Numerous fights are being waged coast-to-coast, as conservatives and progressives battle over controversial lessons and policies, including the teaching of critical race theory, and drag queen performances at schools, often without parental consent or knowledge.
One of the key ways many have sought to redress the indoctrination of students into ideas and concepts inconsistent with the basic goals of the education system — reading, writing, arithmetic — is to take over local school boards, which often have a great deal of influence on policy and curriculum.
This year is primed to be ripe for competition, as thousands of school board seats are up for re-election in more than half the states in the U.S.

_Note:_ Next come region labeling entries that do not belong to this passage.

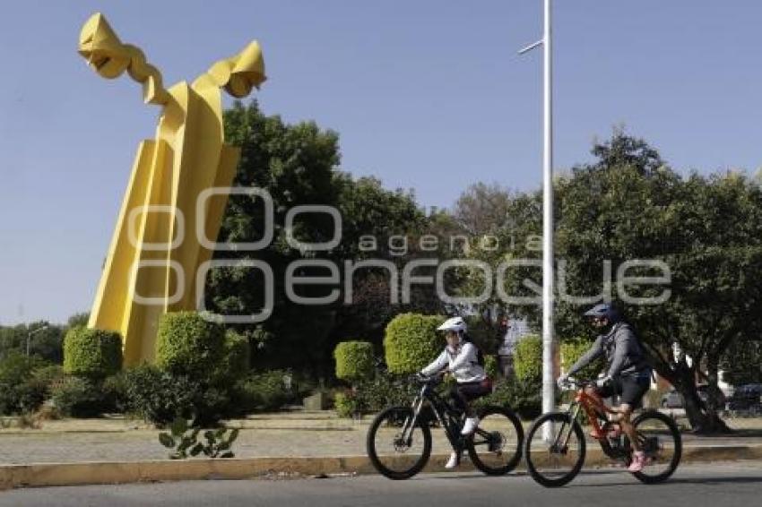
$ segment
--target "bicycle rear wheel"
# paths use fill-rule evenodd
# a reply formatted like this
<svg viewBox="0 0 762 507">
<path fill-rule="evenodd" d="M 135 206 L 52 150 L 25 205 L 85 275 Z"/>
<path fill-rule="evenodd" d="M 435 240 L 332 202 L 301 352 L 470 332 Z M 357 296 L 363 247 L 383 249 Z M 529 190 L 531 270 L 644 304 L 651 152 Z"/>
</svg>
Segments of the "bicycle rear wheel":
<svg viewBox="0 0 762 507">
<path fill-rule="evenodd" d="M 426 466 L 431 454 L 431 431 L 419 417 L 411 427 L 410 407 L 390 407 L 368 429 L 366 450 L 373 467 L 390 479 L 408 479 Z"/>
<path fill-rule="evenodd" d="M 682 437 L 675 422 L 661 412 L 649 411 L 632 422 L 640 448 L 645 453 L 645 466 L 634 475 L 645 484 L 656 484 L 671 476 L 682 457 Z M 629 447 L 629 441 L 626 441 Z"/>
<path fill-rule="evenodd" d="M 479 419 L 479 427 L 466 441 L 472 462 L 488 476 L 507 474 L 521 460 L 521 421 L 511 409 L 502 407 L 486 407 Z"/>
<path fill-rule="evenodd" d="M 542 439 L 543 428 L 550 425 L 554 426 L 552 440 L 547 443 Z M 526 434 L 526 468 L 532 478 L 546 487 L 559 487 L 572 480 L 582 469 L 584 452 L 582 426 L 563 412 L 541 416 Z"/>
</svg>

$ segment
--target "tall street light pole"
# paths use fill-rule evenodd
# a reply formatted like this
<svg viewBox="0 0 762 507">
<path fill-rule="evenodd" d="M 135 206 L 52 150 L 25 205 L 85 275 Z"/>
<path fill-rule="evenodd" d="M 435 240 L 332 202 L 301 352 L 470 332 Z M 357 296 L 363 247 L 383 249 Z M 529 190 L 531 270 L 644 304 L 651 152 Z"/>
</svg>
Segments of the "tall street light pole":
<svg viewBox="0 0 762 507">
<path fill-rule="evenodd" d="M 542 39 L 519 51 L 542 46 L 542 412 L 555 408 L 556 379 L 553 374 L 553 107 L 552 107 L 552 37 L 550 0 L 544 0 L 544 30 Z M 550 438 L 552 428 L 545 425 L 543 437 Z"/>
</svg>

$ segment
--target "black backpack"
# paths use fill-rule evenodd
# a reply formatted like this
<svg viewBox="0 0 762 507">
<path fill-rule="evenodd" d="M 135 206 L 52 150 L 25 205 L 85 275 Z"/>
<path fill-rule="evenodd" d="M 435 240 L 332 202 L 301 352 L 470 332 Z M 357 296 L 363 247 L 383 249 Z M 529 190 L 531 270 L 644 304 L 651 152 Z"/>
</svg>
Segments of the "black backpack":
<svg viewBox="0 0 762 507">
<path fill-rule="evenodd" d="M 480 348 L 479 346 L 476 345 L 473 341 L 472 341 L 471 339 L 468 338 L 467 336 L 463 337 L 463 343 L 471 343 L 472 345 L 473 345 L 474 348 L 476 348 L 476 364 L 483 368 L 484 367 L 484 353 L 481 352 L 481 348 Z"/>
</svg>

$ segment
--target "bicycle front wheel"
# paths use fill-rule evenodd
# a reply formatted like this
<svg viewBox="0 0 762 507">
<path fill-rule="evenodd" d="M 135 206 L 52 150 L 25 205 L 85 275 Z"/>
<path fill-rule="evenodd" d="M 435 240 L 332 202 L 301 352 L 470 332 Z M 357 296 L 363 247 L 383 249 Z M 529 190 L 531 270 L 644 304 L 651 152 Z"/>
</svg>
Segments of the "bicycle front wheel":
<svg viewBox="0 0 762 507">
<path fill-rule="evenodd" d="M 390 407 L 376 416 L 368 429 L 366 449 L 378 473 L 400 480 L 423 469 L 431 454 L 431 431 L 420 418 L 413 426 L 410 407 Z"/>
<path fill-rule="evenodd" d="M 550 434 L 550 442 L 544 441 L 545 433 Z M 584 452 L 582 426 L 563 412 L 541 416 L 526 434 L 526 468 L 532 478 L 545 487 L 559 487 L 572 480 L 582 469 Z"/>
<path fill-rule="evenodd" d="M 677 425 L 666 414 L 655 411 L 644 412 L 632 424 L 640 448 L 645 453 L 645 466 L 632 475 L 645 484 L 668 479 L 682 456 L 682 438 Z"/>
<path fill-rule="evenodd" d="M 466 441 L 473 466 L 488 476 L 502 476 L 521 460 L 524 428 L 509 408 L 487 407 L 479 414 L 479 427 Z"/>
</svg>

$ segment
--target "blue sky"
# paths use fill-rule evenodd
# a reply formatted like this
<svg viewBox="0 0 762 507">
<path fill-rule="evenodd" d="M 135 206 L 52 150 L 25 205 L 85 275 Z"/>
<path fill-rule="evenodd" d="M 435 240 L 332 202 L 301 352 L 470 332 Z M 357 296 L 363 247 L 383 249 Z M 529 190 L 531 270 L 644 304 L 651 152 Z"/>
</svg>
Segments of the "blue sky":
<svg viewBox="0 0 762 507">
<path fill-rule="evenodd" d="M 762 4 L 555 1 L 556 159 L 590 159 L 624 124 L 682 171 L 762 166 Z M 4 4 L 0 17 L 0 323 L 91 305 L 138 142 L 158 109 L 76 53 L 104 13 L 166 84 L 251 39 L 263 109 L 341 134 L 342 168 L 450 206 L 477 181 L 541 181 L 541 1 Z"/>
</svg>

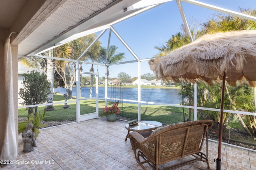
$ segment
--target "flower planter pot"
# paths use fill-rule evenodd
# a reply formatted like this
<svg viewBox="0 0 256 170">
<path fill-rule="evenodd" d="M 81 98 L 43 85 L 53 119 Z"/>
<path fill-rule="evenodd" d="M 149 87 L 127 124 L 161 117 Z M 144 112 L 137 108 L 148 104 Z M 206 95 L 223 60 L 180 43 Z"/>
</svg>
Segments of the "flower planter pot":
<svg viewBox="0 0 256 170">
<path fill-rule="evenodd" d="M 117 119 L 117 115 L 116 114 L 108 115 L 106 116 L 107 117 L 107 120 L 109 121 L 115 121 Z"/>
</svg>

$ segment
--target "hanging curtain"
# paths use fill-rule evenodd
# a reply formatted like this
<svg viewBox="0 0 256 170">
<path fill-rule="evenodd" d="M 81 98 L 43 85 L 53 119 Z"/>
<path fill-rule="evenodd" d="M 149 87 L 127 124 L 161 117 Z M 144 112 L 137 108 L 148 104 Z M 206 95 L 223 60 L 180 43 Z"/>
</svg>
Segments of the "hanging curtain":
<svg viewBox="0 0 256 170">
<path fill-rule="evenodd" d="M 15 124 L 14 108 L 13 81 L 12 50 L 10 38 L 5 41 L 4 45 L 4 61 L 5 64 L 6 93 L 7 101 L 6 126 L 4 137 L 4 143 L 1 150 L 0 160 L 14 160 L 18 156 L 18 129 Z"/>
</svg>

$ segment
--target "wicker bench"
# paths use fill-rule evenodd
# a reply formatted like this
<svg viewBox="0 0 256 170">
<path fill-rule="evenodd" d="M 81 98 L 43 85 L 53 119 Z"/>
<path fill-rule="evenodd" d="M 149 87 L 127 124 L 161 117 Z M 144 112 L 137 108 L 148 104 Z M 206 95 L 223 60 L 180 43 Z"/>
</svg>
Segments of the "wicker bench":
<svg viewBox="0 0 256 170">
<path fill-rule="evenodd" d="M 142 167 L 148 163 L 156 170 L 158 165 L 192 155 L 194 158 L 164 169 L 174 169 L 199 160 L 207 164 L 208 129 L 213 125 L 211 120 L 195 121 L 170 125 L 144 138 L 136 132 L 130 134 L 129 138 L 135 159 Z M 161 129 L 160 128 L 160 129 Z M 206 137 L 206 154 L 201 152 Z M 140 157 L 143 158 L 141 161 Z"/>
</svg>

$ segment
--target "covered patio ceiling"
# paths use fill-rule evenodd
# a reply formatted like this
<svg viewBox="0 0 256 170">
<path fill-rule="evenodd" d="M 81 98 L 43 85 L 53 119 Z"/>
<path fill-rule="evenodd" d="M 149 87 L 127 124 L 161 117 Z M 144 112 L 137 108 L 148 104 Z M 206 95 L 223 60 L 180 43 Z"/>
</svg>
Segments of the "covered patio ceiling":
<svg viewBox="0 0 256 170">
<path fill-rule="evenodd" d="M 9 0 L 2 1 L 0 27 L 17 32 L 18 60 L 33 56 L 78 37 L 109 28 L 174 0 Z M 256 18 L 193 0 L 176 0 L 187 29 L 180 1 L 256 21 Z M 30 12 L 27 12 L 28 11 Z M 4 14 L 3 14 L 4 15 Z M 3 16 L 2 15 L 2 16 Z"/>
</svg>

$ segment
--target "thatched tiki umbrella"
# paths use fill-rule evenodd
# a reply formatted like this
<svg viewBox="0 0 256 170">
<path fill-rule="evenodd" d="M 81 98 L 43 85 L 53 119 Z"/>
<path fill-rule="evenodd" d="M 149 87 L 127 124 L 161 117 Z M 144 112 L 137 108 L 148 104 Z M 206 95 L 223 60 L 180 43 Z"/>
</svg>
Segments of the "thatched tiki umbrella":
<svg viewBox="0 0 256 170">
<path fill-rule="evenodd" d="M 220 170 L 225 80 L 235 86 L 247 81 L 256 86 L 256 30 L 220 33 L 205 35 L 163 57 L 149 62 L 158 79 L 196 83 L 202 80 L 210 85 L 222 80 L 217 169 Z"/>
</svg>

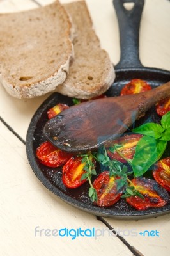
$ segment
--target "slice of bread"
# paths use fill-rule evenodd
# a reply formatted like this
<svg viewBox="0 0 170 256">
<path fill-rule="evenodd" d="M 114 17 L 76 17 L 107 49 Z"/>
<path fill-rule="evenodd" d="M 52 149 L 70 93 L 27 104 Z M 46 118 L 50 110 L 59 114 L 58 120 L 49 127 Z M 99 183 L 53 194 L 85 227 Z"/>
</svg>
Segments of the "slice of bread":
<svg viewBox="0 0 170 256">
<path fill-rule="evenodd" d="M 73 55 L 72 24 L 56 1 L 38 9 L 0 15 L 0 82 L 18 98 L 54 90 Z"/>
<path fill-rule="evenodd" d="M 90 99 L 105 92 L 115 73 L 108 54 L 100 46 L 84 1 L 64 5 L 77 32 L 73 40 L 75 60 L 68 77 L 56 91 L 70 97 Z"/>
</svg>

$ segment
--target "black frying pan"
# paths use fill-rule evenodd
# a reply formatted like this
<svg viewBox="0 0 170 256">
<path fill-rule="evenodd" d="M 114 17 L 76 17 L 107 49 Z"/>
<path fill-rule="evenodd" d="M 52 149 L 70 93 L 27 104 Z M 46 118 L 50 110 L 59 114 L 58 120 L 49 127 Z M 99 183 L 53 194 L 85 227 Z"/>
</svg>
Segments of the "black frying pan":
<svg viewBox="0 0 170 256">
<path fill-rule="evenodd" d="M 114 84 L 106 92 L 108 97 L 119 95 L 121 88 L 134 78 L 146 80 L 153 88 L 170 81 L 168 71 L 143 67 L 139 58 L 139 30 L 144 0 L 134 0 L 134 7 L 131 11 L 126 10 L 123 3 L 132 1 L 114 0 L 120 31 L 121 60 L 115 67 L 116 78 Z M 88 184 L 84 184 L 76 189 L 68 189 L 61 182 L 61 168 L 51 168 L 43 166 L 35 156 L 36 148 L 46 138 L 43 128 L 47 121 L 47 110 L 58 103 L 69 106 L 73 104 L 71 98 L 53 93 L 38 108 L 33 116 L 27 134 L 26 150 L 29 162 L 35 175 L 49 190 L 67 203 L 83 211 L 95 215 L 112 216 L 121 219 L 135 219 L 153 217 L 170 212 L 170 202 L 161 208 L 137 211 L 120 199 L 112 207 L 101 208 L 93 205 L 88 196 Z M 108 113 L 109 115 L 109 113 Z M 160 121 L 155 107 L 146 113 L 144 118 L 137 121 L 135 126 L 146 120 Z M 169 144 L 163 157 L 169 156 Z M 97 168 L 100 173 L 100 166 Z M 151 177 L 151 175 L 150 177 Z"/>
</svg>

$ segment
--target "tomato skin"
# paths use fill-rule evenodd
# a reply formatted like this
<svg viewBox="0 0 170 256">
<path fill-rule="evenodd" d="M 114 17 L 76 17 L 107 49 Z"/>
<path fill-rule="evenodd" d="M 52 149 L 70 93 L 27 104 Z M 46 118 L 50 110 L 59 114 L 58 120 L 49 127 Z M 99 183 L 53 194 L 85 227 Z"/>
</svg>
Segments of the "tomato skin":
<svg viewBox="0 0 170 256">
<path fill-rule="evenodd" d="M 157 103 L 156 104 L 156 111 L 160 116 L 163 116 L 170 111 L 170 99 L 166 99 Z"/>
<path fill-rule="evenodd" d="M 128 94 L 135 94 L 148 91 L 151 87 L 144 80 L 132 79 L 122 88 L 121 96 Z"/>
<path fill-rule="evenodd" d="M 153 172 L 155 180 L 170 192 L 170 157 L 160 160 Z"/>
<path fill-rule="evenodd" d="M 144 199 L 137 196 L 126 198 L 127 202 L 137 210 L 146 210 L 150 207 L 161 207 L 169 199 L 168 193 L 155 180 L 148 178 L 137 177 L 132 180 L 135 188 L 143 195 Z"/>
<path fill-rule="evenodd" d="M 69 188 L 75 188 L 86 182 L 86 179 L 81 180 L 82 174 L 86 173 L 83 169 L 85 163 L 82 163 L 82 157 L 72 156 L 63 167 L 62 180 Z"/>
<path fill-rule="evenodd" d="M 94 180 L 93 186 L 97 191 L 97 200 L 94 202 L 98 206 L 108 207 L 112 205 L 120 199 L 122 195 L 123 188 L 117 191 L 116 180 L 118 177 L 109 177 L 109 172 L 104 171 Z"/>
<path fill-rule="evenodd" d="M 69 108 L 68 105 L 59 103 L 54 107 L 50 108 L 47 111 L 48 118 L 49 119 L 51 119 L 53 117 L 56 116 L 57 115 L 59 114 L 61 112 L 63 111 L 65 109 L 67 109 Z"/>
<path fill-rule="evenodd" d="M 49 167 L 59 167 L 65 164 L 72 154 L 62 151 L 50 142 L 45 141 L 36 149 L 36 156 L 43 164 Z"/>
<path fill-rule="evenodd" d="M 113 143 L 122 145 L 118 149 L 118 151 L 127 159 L 132 159 L 135 152 L 137 143 L 142 137 L 143 135 L 141 134 L 125 134 L 122 137 L 118 138 Z M 111 159 L 116 159 L 121 163 L 126 163 L 126 160 L 116 150 L 112 152 L 109 149 L 107 149 L 107 153 Z"/>
</svg>

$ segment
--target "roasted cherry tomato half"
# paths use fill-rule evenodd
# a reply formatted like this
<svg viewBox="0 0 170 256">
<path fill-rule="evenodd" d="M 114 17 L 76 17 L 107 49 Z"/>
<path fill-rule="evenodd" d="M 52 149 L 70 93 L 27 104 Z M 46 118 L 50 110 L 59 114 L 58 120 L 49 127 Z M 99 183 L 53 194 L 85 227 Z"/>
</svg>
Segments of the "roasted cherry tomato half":
<svg viewBox="0 0 170 256">
<path fill-rule="evenodd" d="M 131 196 L 126 198 L 127 202 L 137 210 L 146 210 L 150 207 L 161 207 L 169 200 L 169 194 L 158 183 L 150 179 L 134 178 L 133 182 L 135 189 L 144 197 Z"/>
<path fill-rule="evenodd" d="M 111 206 L 120 199 L 122 195 L 123 188 L 118 191 L 116 180 L 120 177 L 109 177 L 109 172 L 104 171 L 95 180 L 93 183 L 97 191 L 97 200 L 94 202 L 98 206 Z"/>
<path fill-rule="evenodd" d="M 157 103 L 156 105 L 156 110 L 157 114 L 160 116 L 162 116 L 164 115 L 170 111 L 170 99 L 166 99 Z"/>
<path fill-rule="evenodd" d="M 86 173 L 84 170 L 86 163 L 82 163 L 82 159 L 81 157 L 72 157 L 63 167 L 62 180 L 67 188 L 77 188 L 86 182 L 86 179 L 81 180 L 82 175 Z"/>
<path fill-rule="evenodd" d="M 145 81 L 141 79 L 132 79 L 122 88 L 121 95 L 128 94 L 135 94 L 148 91 L 151 87 Z"/>
<path fill-rule="evenodd" d="M 63 104 L 62 103 L 59 103 L 54 107 L 49 109 L 47 111 L 48 118 L 49 119 L 52 118 L 56 115 L 59 114 L 61 112 L 63 111 L 65 109 L 67 109 L 69 108 L 68 106 L 66 104 Z"/>
<path fill-rule="evenodd" d="M 125 163 L 126 160 L 120 156 L 123 155 L 127 159 L 132 159 L 135 152 L 137 142 L 143 136 L 141 134 L 125 134 L 122 137 L 118 138 L 114 141 L 114 144 L 118 145 L 117 150 L 107 149 L 107 152 L 111 159 L 116 159 L 121 163 Z M 120 153 L 120 154 L 119 154 Z"/>
<path fill-rule="evenodd" d="M 38 147 L 36 156 L 42 164 L 49 167 L 61 166 L 72 156 L 71 154 L 61 150 L 49 141 Z"/>
<path fill-rule="evenodd" d="M 160 160 L 153 172 L 155 180 L 170 192 L 170 157 Z"/>
</svg>

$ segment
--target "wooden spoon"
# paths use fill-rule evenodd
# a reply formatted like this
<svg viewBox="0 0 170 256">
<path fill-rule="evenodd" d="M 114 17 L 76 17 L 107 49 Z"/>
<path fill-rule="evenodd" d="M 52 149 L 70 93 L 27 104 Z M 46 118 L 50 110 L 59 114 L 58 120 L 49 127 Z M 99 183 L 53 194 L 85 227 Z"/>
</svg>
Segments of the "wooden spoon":
<svg viewBox="0 0 170 256">
<path fill-rule="evenodd" d="M 43 132 L 63 150 L 94 150 L 102 145 L 111 145 L 153 105 L 169 97 L 170 82 L 138 94 L 89 100 L 73 106 L 49 120 Z"/>
</svg>

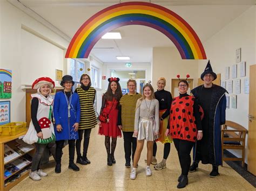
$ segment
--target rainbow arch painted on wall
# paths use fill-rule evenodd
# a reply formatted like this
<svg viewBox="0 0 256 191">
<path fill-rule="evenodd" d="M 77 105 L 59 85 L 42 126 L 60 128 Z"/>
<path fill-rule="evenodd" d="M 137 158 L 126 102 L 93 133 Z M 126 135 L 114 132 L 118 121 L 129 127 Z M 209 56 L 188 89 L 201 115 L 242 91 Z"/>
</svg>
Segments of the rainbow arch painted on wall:
<svg viewBox="0 0 256 191">
<path fill-rule="evenodd" d="M 11 70 L 9 71 L 4 69 L 0 69 L 0 74 L 5 74 L 10 77 L 12 76 Z"/>
<path fill-rule="evenodd" d="M 147 2 L 117 4 L 87 20 L 73 37 L 65 58 L 87 58 L 105 33 L 121 26 L 144 25 L 165 34 L 175 45 L 183 59 L 206 59 L 202 43 L 191 26 L 174 12 Z"/>
</svg>

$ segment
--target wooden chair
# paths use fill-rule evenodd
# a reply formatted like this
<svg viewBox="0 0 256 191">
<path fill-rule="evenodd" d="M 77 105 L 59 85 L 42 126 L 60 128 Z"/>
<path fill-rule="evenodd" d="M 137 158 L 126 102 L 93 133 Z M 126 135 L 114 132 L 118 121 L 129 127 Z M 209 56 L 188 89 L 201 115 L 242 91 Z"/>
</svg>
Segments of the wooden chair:
<svg viewBox="0 0 256 191">
<path fill-rule="evenodd" d="M 228 129 L 227 129 L 228 128 Z M 241 161 L 245 165 L 245 136 L 248 131 L 242 126 L 230 121 L 226 121 L 221 129 L 222 160 Z M 225 158 L 224 149 L 242 150 L 242 158 Z"/>
</svg>

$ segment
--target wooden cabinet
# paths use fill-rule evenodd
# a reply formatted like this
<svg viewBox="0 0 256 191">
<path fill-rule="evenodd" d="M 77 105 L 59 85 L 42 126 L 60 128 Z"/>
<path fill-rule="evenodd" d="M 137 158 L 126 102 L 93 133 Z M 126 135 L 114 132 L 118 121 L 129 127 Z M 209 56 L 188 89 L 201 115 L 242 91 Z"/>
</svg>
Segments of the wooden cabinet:
<svg viewBox="0 0 256 191">
<path fill-rule="evenodd" d="M 20 153 L 17 156 L 16 156 L 14 158 L 12 158 L 11 160 L 8 161 L 8 162 L 4 162 L 4 147 L 5 145 L 8 145 L 9 147 L 11 148 L 15 151 L 15 145 L 17 145 L 18 144 L 16 141 L 16 139 L 19 139 L 23 137 L 23 136 L 26 133 L 26 131 L 23 132 L 21 133 L 16 135 L 12 136 L 0 136 L 0 153 L 1 154 L 1 157 L 0 159 L 0 190 L 9 190 L 14 186 L 16 185 L 18 183 L 21 182 L 25 178 L 26 178 L 29 174 L 30 171 L 28 170 L 26 171 L 24 171 L 24 169 L 28 167 L 31 165 L 31 162 L 27 162 L 27 164 L 23 164 L 23 167 L 21 168 L 18 168 L 14 172 L 11 173 L 7 178 L 4 176 L 4 169 L 5 166 L 6 167 L 8 164 L 13 163 L 14 161 L 17 161 L 17 159 L 19 159 L 22 160 L 25 154 L 29 154 L 30 156 L 32 156 L 35 153 L 35 148 L 33 148 L 28 152 L 24 152 Z M 14 176 L 18 176 L 18 178 L 16 178 L 11 182 L 8 182 L 8 184 L 5 186 L 5 181 L 8 181 L 8 179 L 12 179 L 14 178 Z M 10 180 L 10 179 L 9 179 Z"/>
</svg>

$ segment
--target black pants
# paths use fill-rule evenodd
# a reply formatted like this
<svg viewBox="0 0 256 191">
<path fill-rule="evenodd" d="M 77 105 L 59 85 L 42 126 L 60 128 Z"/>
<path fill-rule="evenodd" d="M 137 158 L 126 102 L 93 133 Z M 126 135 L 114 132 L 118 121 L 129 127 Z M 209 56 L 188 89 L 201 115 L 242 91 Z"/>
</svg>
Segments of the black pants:
<svg viewBox="0 0 256 191">
<path fill-rule="evenodd" d="M 123 135 L 124 136 L 125 161 L 126 162 L 130 163 L 131 162 L 131 155 L 132 155 L 132 161 L 133 161 L 135 151 L 136 150 L 137 138 L 132 137 L 133 132 L 123 131 Z"/>
<path fill-rule="evenodd" d="M 90 135 L 91 129 L 82 129 L 78 130 L 79 139 L 76 141 L 76 148 L 77 150 L 77 157 L 81 157 L 81 143 L 83 140 L 83 133 L 84 133 L 84 148 L 83 151 L 83 157 L 86 157 L 87 151 L 89 146 Z"/>
<path fill-rule="evenodd" d="M 74 163 L 75 139 L 69 140 L 69 164 Z M 62 161 L 62 148 L 64 140 L 56 140 L 56 163 L 60 164 Z"/>
<path fill-rule="evenodd" d="M 194 143 L 178 139 L 173 139 L 173 142 L 178 151 L 179 164 L 181 167 L 181 174 L 187 175 L 191 162 L 190 153 Z"/>
</svg>

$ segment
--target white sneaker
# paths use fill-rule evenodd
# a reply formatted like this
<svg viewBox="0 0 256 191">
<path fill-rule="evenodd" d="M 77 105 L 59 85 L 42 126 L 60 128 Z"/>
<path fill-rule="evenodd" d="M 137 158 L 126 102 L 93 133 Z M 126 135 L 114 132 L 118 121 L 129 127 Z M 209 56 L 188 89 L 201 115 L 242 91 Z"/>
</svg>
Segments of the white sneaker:
<svg viewBox="0 0 256 191">
<path fill-rule="evenodd" d="M 43 172 L 43 171 L 41 170 L 41 169 L 37 171 L 36 173 L 41 177 L 45 177 L 47 176 L 47 173 L 45 173 L 45 172 Z"/>
<path fill-rule="evenodd" d="M 130 178 L 132 180 L 134 180 L 136 178 L 136 171 L 132 169 L 130 173 Z"/>
<path fill-rule="evenodd" d="M 147 176 L 151 176 L 152 175 L 152 171 L 150 169 L 150 167 L 147 167 L 146 168 L 146 175 Z"/>
<path fill-rule="evenodd" d="M 41 178 L 37 174 L 36 171 L 32 172 L 30 171 L 29 173 L 29 177 L 30 177 L 33 180 L 40 180 Z"/>
</svg>

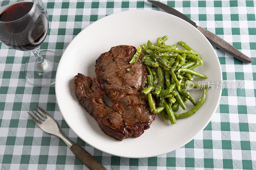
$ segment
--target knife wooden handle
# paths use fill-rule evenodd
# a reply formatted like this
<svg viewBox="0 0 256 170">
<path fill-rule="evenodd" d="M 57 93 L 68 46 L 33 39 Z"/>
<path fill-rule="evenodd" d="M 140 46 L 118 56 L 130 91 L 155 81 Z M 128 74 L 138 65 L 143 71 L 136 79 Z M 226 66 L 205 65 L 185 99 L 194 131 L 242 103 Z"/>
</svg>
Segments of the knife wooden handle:
<svg viewBox="0 0 256 170">
<path fill-rule="evenodd" d="M 70 150 L 89 169 L 106 170 L 106 168 L 96 159 L 76 143 L 71 146 Z"/>
<path fill-rule="evenodd" d="M 197 28 L 211 42 L 223 51 L 245 63 L 251 63 L 253 62 L 253 59 L 241 53 L 228 42 L 212 32 L 200 26 Z"/>
</svg>

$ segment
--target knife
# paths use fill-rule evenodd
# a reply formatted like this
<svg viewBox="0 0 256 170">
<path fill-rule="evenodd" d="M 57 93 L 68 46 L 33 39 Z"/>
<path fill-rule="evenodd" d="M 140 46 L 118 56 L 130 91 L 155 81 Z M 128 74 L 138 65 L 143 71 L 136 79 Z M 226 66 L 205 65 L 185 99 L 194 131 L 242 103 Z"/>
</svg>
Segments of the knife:
<svg viewBox="0 0 256 170">
<path fill-rule="evenodd" d="M 174 8 L 158 1 L 150 0 L 148 1 L 165 11 L 167 13 L 181 18 L 189 23 L 203 33 L 210 42 L 223 51 L 245 63 L 251 63 L 253 62 L 253 59 L 240 52 L 228 42 L 212 32 L 200 26 L 197 26 L 195 22 Z"/>
</svg>

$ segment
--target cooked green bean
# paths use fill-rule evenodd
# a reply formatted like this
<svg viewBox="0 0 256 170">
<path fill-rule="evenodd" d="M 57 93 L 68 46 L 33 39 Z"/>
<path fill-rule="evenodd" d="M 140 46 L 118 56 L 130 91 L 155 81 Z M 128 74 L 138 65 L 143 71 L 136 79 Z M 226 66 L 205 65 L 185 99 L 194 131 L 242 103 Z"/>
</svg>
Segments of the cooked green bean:
<svg viewBox="0 0 256 170">
<path fill-rule="evenodd" d="M 159 48 L 156 49 L 158 51 L 160 52 L 173 52 L 178 53 L 185 53 L 186 54 L 191 54 L 195 55 L 198 55 L 199 53 L 196 52 L 190 51 L 188 50 L 176 50 L 171 49 L 159 49 Z"/>
<path fill-rule="evenodd" d="M 161 91 L 161 92 L 159 94 L 159 96 L 160 97 L 164 96 L 170 94 L 172 91 L 173 90 L 175 87 L 175 84 L 172 84 L 169 88 Z"/>
<path fill-rule="evenodd" d="M 148 105 L 149 105 L 150 109 L 152 112 L 153 111 L 156 109 L 156 105 L 151 94 L 149 93 L 148 95 Z"/>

Over 24,000 school board seats in 35 states are up for election in 2023, according to information released by Ballotpedia.
“The approximately 24,100 seats represent 36 percent of the 66,831 total school board seats in the 35 states holding elections in 2023,” Ballotpedia says. “Most districts have half or one-third of seats up for election in 2023, and others have a quarter or one-fifth of seats up.”
In 25 states, more than 90 percent of school districts will hold regular school board elections.
As Ballotpedia notes, across the U.S., school board elections are held on one of three schedules: annually, every two years during odd-numbered years, or a combination of districts with annual or odd-year elections and districts with even-year elections.
“Most districts have half or one-third of seats up for election in 2023, and others have a quarter or one-fifth of seats up,” Ballotpedia adds.
Data provided by the organization shows that since 2018, the number of school board seats held by incumbents has seen a decline, indicating that efforts by parents to disrupt the status quo and wedge their way into these positions may be working.
Education is a top issue for candidates headed into the 2024 election cycle, with numerous states and congressional officials proposing parental rights bills that would give parents more control of what children are being taught in schools.